Selon le Conseil départemental (ex Conseil général), les communes de Villeneuve-Saint-Georges, Valenton et Limeil-Brévannes du fait de leur développement exceptionnel, pâtissent d’une saturation routière qui affecte le réseau de bus et engendre d’importantes nuisances environnementales. Devant ce constat, le Conseil départemental du Val-de-Marne et le Syndicat des Transports d’Île-de-France ont réalisé - depuis 2008 - plusieurs études afin de déterminer une solution de transport pertinente et efficace.

Après plusieurs analyses comparatives, la solution de téléphérique urbain s’est imposée. Alors pourquoi un téléphérique ? Tout simplement pour franchir au moindre coût des « barrières urbaines» situées entre la plaine Centrale et le plateau Briard. Ces obstacles, ce sont principalement la RN 406, la gare de triage de Valenton, les lignes à haute tension et une ligne TGV.

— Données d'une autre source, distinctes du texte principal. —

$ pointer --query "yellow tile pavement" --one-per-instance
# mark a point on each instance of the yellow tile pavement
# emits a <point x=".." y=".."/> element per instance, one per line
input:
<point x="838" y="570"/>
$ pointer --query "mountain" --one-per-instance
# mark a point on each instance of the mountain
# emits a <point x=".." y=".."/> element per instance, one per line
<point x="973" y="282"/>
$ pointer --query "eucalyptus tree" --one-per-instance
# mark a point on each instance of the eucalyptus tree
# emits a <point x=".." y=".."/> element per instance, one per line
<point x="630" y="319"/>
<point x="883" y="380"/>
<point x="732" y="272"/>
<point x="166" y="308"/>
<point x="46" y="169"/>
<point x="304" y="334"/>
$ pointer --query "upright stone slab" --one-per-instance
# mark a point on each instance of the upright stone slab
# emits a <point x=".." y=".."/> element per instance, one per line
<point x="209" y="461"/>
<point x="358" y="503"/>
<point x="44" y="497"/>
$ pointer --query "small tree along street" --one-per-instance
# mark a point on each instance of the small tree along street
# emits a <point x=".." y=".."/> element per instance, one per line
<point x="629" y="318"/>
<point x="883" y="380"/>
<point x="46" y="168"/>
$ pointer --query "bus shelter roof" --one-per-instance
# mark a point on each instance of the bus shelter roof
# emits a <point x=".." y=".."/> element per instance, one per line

Bien sûr, comme tout projet de transport, la qualité de son intégration dans l’environnement urbain sera un élément crucial dans la réussite du projet. Une attention toute particulière sera portée à l’intégration des pylônes supportant les câbles porteurs et traction des cabines. Et tout particulièrement au passage des « barrières urbaines » où ils devront atteindre ponctuellement une hauteur d’environ 30 mètres pour permettre aux cabines le franchissement de ces barrières.

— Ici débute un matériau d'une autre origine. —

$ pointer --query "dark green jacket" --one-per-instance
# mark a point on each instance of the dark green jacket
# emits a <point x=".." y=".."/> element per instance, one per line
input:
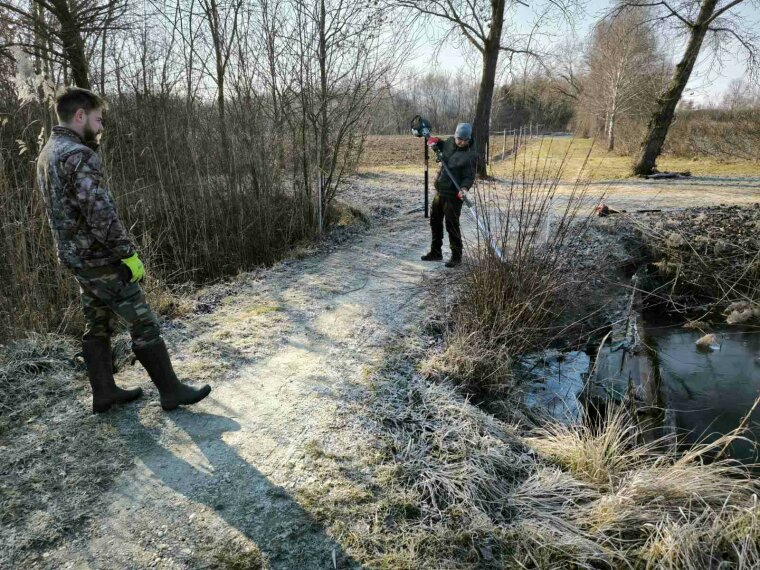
<point x="461" y="163"/>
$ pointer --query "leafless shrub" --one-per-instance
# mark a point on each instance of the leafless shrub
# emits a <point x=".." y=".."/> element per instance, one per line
<point x="508" y="306"/>
<point x="555" y="497"/>
<point x="56" y="456"/>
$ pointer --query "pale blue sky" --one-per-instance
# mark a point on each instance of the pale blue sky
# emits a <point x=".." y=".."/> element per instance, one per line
<point x="709" y="80"/>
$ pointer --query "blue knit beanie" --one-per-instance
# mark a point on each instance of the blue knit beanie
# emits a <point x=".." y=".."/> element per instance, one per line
<point x="464" y="131"/>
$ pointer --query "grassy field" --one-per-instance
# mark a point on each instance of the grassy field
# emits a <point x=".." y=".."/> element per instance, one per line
<point x="575" y="156"/>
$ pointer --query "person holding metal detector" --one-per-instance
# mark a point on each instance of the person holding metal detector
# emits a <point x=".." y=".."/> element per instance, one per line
<point x="454" y="179"/>
<point x="94" y="244"/>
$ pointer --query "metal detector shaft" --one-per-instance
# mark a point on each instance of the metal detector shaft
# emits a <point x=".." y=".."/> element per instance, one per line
<point x="473" y="212"/>
<point x="427" y="162"/>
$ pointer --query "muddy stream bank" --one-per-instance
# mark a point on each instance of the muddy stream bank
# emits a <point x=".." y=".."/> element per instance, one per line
<point x="681" y="348"/>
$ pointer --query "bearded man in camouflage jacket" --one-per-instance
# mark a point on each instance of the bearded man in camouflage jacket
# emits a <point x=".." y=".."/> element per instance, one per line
<point x="94" y="244"/>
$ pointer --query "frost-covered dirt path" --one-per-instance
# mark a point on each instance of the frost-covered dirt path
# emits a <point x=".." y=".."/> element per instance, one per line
<point x="282" y="348"/>
<point x="286" y="349"/>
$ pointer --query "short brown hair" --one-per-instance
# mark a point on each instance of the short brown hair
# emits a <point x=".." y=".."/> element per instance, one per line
<point x="75" y="98"/>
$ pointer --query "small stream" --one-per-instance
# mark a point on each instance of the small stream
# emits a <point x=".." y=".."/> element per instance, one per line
<point x="709" y="391"/>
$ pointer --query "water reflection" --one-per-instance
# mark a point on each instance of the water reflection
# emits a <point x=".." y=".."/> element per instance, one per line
<point x="710" y="391"/>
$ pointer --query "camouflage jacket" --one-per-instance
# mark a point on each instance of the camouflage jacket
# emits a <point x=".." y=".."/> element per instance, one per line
<point x="81" y="210"/>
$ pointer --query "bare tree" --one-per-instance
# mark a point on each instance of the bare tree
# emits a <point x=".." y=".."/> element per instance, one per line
<point x="482" y="24"/>
<point x="697" y="20"/>
<point x="624" y="70"/>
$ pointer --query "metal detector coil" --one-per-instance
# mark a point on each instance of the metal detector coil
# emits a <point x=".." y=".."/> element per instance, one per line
<point x="420" y="127"/>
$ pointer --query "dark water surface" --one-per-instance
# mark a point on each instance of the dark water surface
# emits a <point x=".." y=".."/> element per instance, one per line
<point x="709" y="392"/>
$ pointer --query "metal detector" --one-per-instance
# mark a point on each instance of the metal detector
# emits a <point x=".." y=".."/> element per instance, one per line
<point x="421" y="128"/>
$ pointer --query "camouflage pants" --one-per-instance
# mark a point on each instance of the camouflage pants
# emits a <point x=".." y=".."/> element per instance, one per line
<point x="106" y="294"/>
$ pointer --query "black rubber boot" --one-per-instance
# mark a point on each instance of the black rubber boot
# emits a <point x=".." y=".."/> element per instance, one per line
<point x="432" y="256"/>
<point x="105" y="393"/>
<point x="155" y="359"/>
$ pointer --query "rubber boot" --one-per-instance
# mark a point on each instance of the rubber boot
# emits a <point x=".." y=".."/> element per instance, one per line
<point x="105" y="393"/>
<point x="432" y="255"/>
<point x="155" y="359"/>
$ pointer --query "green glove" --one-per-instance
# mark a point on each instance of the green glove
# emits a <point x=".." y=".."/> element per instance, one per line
<point x="135" y="267"/>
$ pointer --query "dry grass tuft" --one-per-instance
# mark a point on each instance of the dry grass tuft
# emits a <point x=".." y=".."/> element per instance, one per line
<point x="56" y="456"/>
<point x="465" y="490"/>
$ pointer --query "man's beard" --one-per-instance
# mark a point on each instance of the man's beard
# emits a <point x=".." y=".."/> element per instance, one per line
<point x="91" y="138"/>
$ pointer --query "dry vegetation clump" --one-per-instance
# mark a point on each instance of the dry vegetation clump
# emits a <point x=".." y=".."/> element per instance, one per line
<point x="510" y="306"/>
<point x="462" y="489"/>
<point x="196" y="214"/>
<point x="55" y="455"/>
<point x="708" y="255"/>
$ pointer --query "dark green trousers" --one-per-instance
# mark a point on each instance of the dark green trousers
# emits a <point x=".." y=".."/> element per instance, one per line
<point x="107" y="295"/>
<point x="448" y="210"/>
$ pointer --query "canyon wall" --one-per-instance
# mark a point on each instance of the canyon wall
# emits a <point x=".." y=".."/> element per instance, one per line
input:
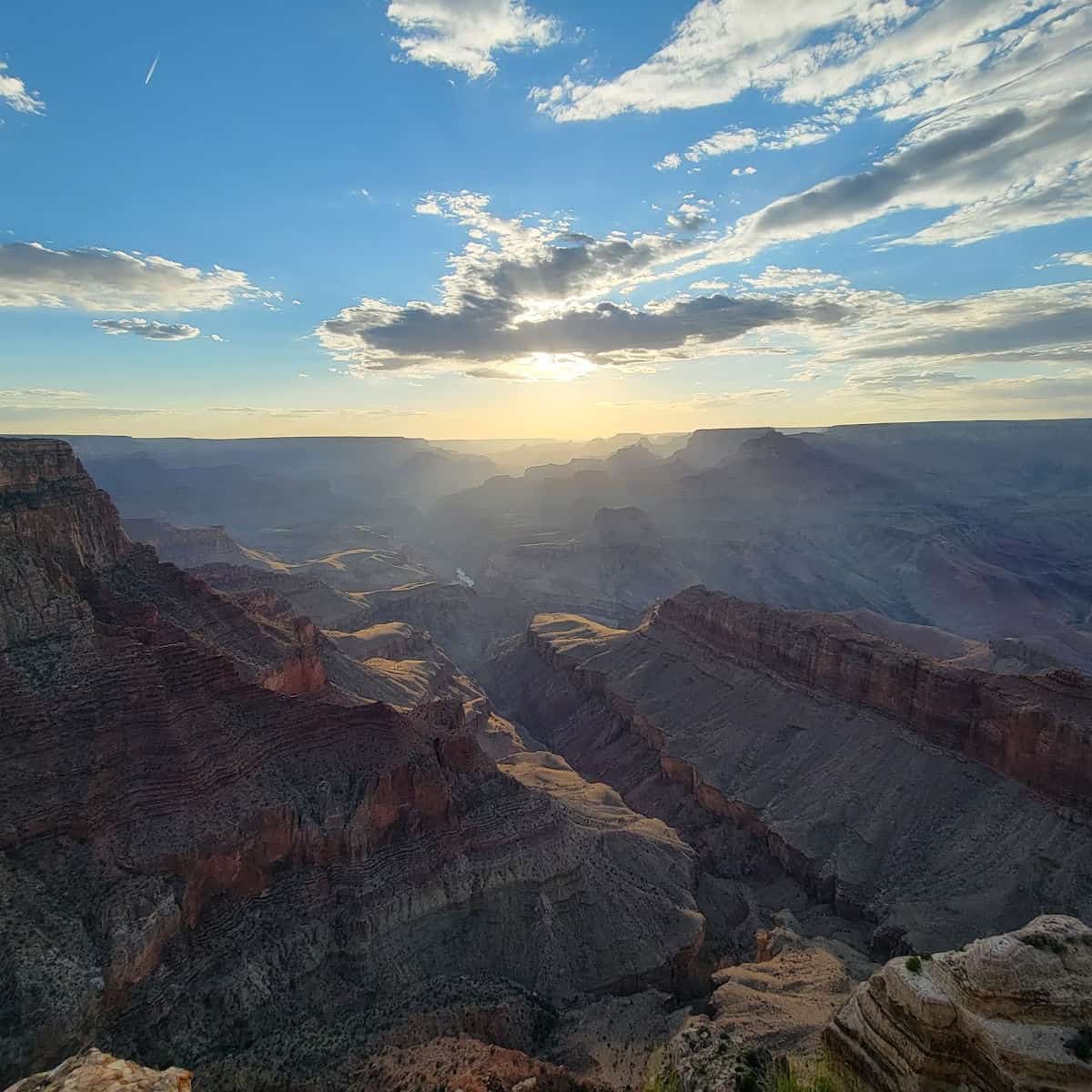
<point x="1035" y="730"/>
<point x="214" y="854"/>
<point x="878" y="819"/>
<point x="1004" y="1015"/>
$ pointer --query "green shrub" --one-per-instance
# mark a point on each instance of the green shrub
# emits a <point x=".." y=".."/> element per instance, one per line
<point x="1081" y="1043"/>
<point x="1046" y="943"/>
<point x="666" y="1080"/>
<point x="825" y="1078"/>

L’étude des différents tracés a été confiée par le STIF en tant que Maître d’ouvrage, à l’entreprise d’ingénierie SYSTRA. Son coût en 2014 s’élevait à 215 000 €, ce qui semble modeste.

La ligne aura une longueur de 4,5 kilomètres et desservira 5 stations dont 2 terminus (Pointe du Lac et Le Bois-Matar à Villeneuve Saint Georges). Elle aura une correspondance directe avec la ligne 8 du métro et le bus 393 à la station Pointe du Lac.

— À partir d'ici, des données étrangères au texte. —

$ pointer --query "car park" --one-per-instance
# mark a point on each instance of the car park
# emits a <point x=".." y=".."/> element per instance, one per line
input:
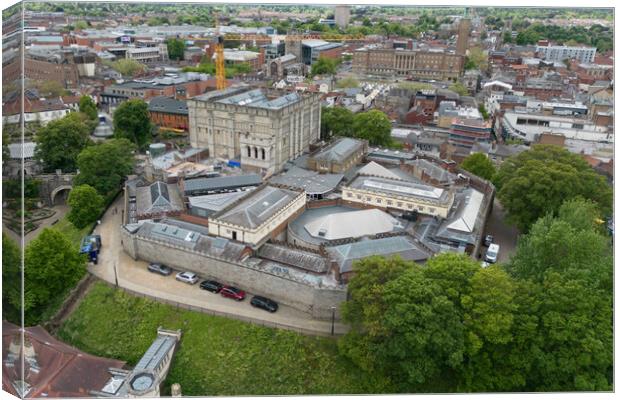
<point x="160" y="269"/>
<point x="211" y="286"/>
<point x="187" y="277"/>
<point x="492" y="253"/>
<point x="264" y="303"/>
<point x="232" y="293"/>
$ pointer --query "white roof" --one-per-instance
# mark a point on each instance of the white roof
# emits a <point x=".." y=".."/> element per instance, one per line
<point x="467" y="219"/>
<point x="376" y="169"/>
<point x="19" y="151"/>
<point x="352" y="224"/>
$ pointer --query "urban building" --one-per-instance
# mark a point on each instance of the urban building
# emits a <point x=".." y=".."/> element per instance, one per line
<point x="462" y="41"/>
<point x="561" y="53"/>
<point x="260" y="215"/>
<point x="339" y="156"/>
<point x="399" y="195"/>
<point x="420" y="64"/>
<point x="261" y="128"/>
<point x="167" y="112"/>
<point x="342" y="16"/>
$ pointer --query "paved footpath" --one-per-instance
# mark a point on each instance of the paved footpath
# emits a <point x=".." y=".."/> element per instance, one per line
<point x="133" y="275"/>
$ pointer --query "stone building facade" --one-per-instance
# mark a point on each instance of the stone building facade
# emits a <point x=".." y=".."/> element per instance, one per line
<point x="410" y="63"/>
<point x="263" y="129"/>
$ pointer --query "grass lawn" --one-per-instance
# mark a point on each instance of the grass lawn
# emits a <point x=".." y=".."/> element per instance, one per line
<point x="74" y="234"/>
<point x="217" y="356"/>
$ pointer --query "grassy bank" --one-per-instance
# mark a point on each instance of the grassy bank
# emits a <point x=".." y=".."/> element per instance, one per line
<point x="217" y="356"/>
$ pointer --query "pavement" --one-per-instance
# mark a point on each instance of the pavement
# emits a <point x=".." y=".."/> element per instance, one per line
<point x="133" y="275"/>
<point x="61" y="211"/>
<point x="504" y="234"/>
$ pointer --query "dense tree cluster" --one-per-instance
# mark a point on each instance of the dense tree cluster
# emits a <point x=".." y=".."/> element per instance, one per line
<point x="542" y="323"/>
<point x="534" y="183"/>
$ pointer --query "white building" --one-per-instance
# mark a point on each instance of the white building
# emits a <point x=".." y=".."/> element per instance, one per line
<point x="561" y="53"/>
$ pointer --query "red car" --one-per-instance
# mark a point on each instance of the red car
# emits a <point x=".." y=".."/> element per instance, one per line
<point x="232" y="293"/>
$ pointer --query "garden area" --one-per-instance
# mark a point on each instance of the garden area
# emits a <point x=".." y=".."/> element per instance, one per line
<point x="216" y="356"/>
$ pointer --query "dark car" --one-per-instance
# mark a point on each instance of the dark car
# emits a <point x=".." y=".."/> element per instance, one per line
<point x="211" y="286"/>
<point x="160" y="269"/>
<point x="232" y="293"/>
<point x="488" y="239"/>
<point x="264" y="303"/>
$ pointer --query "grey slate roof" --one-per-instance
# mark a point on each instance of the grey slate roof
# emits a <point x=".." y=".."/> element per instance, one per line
<point x="258" y="206"/>
<point x="294" y="257"/>
<point x="168" y="105"/>
<point x="339" y="150"/>
<point x="220" y="183"/>
<point x="310" y="181"/>
<point x="346" y="254"/>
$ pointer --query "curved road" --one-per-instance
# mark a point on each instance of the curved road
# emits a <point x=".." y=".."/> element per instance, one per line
<point x="133" y="275"/>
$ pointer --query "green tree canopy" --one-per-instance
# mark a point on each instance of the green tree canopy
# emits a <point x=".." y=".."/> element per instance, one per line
<point x="88" y="107"/>
<point x="60" y="141"/>
<point x="336" y="121"/>
<point x="480" y="165"/>
<point x="536" y="182"/>
<point x="373" y="126"/>
<point x="52" y="265"/>
<point x="176" y="48"/>
<point x="11" y="279"/>
<point x="132" y="121"/>
<point x="86" y="205"/>
<point x="105" y="165"/>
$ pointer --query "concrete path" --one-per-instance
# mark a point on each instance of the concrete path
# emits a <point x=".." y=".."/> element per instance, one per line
<point x="503" y="234"/>
<point x="133" y="275"/>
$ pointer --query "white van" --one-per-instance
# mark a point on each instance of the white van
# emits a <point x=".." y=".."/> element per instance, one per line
<point x="492" y="253"/>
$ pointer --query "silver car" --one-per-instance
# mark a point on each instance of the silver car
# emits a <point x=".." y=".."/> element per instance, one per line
<point x="187" y="277"/>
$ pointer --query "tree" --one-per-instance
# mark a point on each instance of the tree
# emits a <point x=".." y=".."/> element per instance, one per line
<point x="336" y="121"/>
<point x="176" y="48"/>
<point x="348" y="83"/>
<point x="60" y="141"/>
<point x="104" y="165"/>
<point x="459" y="88"/>
<point x="86" y="205"/>
<point x="11" y="279"/>
<point x="479" y="165"/>
<point x="324" y="66"/>
<point x="52" y="265"/>
<point x="373" y="126"/>
<point x="536" y="182"/>
<point x="88" y="107"/>
<point x="132" y="121"/>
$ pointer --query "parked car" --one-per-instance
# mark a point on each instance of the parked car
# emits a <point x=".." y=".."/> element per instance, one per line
<point x="492" y="252"/>
<point x="488" y="239"/>
<point x="160" y="269"/>
<point x="211" y="286"/>
<point x="232" y="293"/>
<point x="187" y="277"/>
<point x="264" y="303"/>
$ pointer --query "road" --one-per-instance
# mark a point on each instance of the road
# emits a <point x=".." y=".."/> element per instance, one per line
<point x="503" y="233"/>
<point x="133" y="275"/>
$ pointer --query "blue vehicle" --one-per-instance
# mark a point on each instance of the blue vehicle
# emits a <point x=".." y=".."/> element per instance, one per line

Les principales caractéristiques commerciales et financières annoncées pour cette ligne nouvelle seront :

  • Intervalle minimal entre cabines : 60 sec. pouvant descendre à 30 sec. selon le Chef de projet.
  • Capacité d’une cabine : 15 voyageurs (environ). Le journal Le Parisien du 27/09/16 annonce 10 voyageurs par cabine…
  • Vitesse commerciale : environ 21 km/h
  • Capacité de transport maximale prévue à l’heure de pointe : 1 600 voyageurs par sens
  • Trafic journalier attendu par jour : 13 000 voyageurs
  • Coût du projet : 72 millions € (avec une marge d’erreur de 20%). Néanmoins le journal Le Parisien du 27/09/16 annonce un nouveau coût de 120 millions. Si ce chiffre s’avère exact, c’est une augmentation, marge d’erreur comprise, de près de 40% !
  • Mise en service : 2018. Le journal Le Parisien annonce le début des travaux en 2019 et une mise en service qui pourrait avoir lieu en 2021, soit déjà 3 ans de retard.

Pierre Garzon (PCF), VP du Conseil départemental en charge des transports déclarait dernièrement au journal Le Parisien « maintenant que le projet est acté, le respect du calendrier devient notre cheval de bataille ». Non Monsieur Garzon, le projet est acté depuis belle lurette et il accuse à ce jour déjà grosso modo 3 ans de retard dus à des aléas dont le Conseil départemental n’est pas toujours responsable, reconnaissons le.